For The Greater Good of Who?

Whenever I hear or read the phrase “for the greater good” it always makes me feel really uneasy. I feel like something about its connotations and many possible meanings just leaves the definition too open for interpretation. Who gets to decide what the greater good is? Who really is it for? Anyone can claim they’re doing something for the greater good, all they’re really saying is that the ends will justify the means.

In our world we mostly hear this phrase come from the voices of our politicians. I found a Jill Stein add where in the video Dr. Stein is insinuating that both the President, at the time a candidate, and his opponent Secretary Clinton were both evils could not be allowed to win. This video is like every other campaign video out there, she tries to assure us that only she can lead us to a better future. What really makes this add uncomfortable for me is the fact that her slogan at the end is “fight for the greater good,” the video is also called “Vote for the greater good.” It’s not made very clear whether she is the greater good, or that only she can achieve the greater good.
I wanted to see if I was the only one who felt this way. I found an interesting article by Sheldon Richman called “The Myth of the Greater Good” discussing the topic. In it he makes an example of  “If you want at an item on a supermarket shelf and someone is standing in the way, few of us would think it right to shove that person aside.” He argues how fighting for the greater good ultimately helps nobody.

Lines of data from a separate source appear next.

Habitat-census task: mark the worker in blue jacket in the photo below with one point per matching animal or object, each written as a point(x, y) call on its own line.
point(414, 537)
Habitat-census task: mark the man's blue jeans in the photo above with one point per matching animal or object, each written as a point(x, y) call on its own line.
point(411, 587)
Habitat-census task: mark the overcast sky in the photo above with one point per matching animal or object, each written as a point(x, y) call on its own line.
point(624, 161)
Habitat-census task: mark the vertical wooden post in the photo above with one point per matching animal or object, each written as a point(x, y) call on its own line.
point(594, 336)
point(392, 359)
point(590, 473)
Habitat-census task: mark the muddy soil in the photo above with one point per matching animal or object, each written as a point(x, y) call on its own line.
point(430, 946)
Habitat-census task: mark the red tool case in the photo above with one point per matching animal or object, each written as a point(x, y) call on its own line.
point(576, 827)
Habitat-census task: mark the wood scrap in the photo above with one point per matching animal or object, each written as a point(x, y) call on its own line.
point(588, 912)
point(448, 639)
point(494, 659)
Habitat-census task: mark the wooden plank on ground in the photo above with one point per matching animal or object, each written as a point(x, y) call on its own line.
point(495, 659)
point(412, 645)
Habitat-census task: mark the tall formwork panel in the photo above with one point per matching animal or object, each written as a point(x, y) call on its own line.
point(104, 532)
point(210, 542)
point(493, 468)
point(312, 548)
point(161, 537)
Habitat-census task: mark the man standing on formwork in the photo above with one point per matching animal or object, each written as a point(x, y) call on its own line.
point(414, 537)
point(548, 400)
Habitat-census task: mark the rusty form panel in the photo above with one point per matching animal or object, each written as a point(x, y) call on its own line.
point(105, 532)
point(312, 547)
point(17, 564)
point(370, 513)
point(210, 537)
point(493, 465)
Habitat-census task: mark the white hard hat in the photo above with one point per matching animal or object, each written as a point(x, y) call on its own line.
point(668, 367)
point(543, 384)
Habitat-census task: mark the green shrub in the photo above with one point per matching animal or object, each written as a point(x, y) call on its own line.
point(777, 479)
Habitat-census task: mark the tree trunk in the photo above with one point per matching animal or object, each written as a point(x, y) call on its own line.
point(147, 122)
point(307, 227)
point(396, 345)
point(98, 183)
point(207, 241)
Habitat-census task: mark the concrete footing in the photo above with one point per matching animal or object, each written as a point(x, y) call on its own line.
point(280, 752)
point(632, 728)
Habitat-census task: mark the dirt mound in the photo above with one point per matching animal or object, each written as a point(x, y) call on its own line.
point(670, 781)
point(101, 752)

“We abstain from that “efficient” means to an unobjectionable and perhaps worthy end because we have a sense that it would be an injustice and that injustice is to be avoided. We don’t calculate that committing the injustice would in this case be contrary to our own self-interest (what would you think of someone who actually did that?), nor do we even determine that shoving the person aside would ill-serve that person’s interests. Rather, we know that the act would be wrong because it is wrong to use another person as a mere means to our ends.”

In the end if you fight for the greater good you’re not really fighting for anyone you’re only fighting for yourself.

In The Fifth Season, when Syen and Alabaster visit the Node maintainer, Alabaster says, talking about the dead tortured orogene, “Even the least of us must serve the greater good” (Jemisin, The Fifth Season, 139). I ask again, who’s greater good? Definitely not the orogenes, sure the Node maintainers potentially save lives but it is awful how it is at the expense of others. When a government exploits a group of people to protect themselves there is no greater good.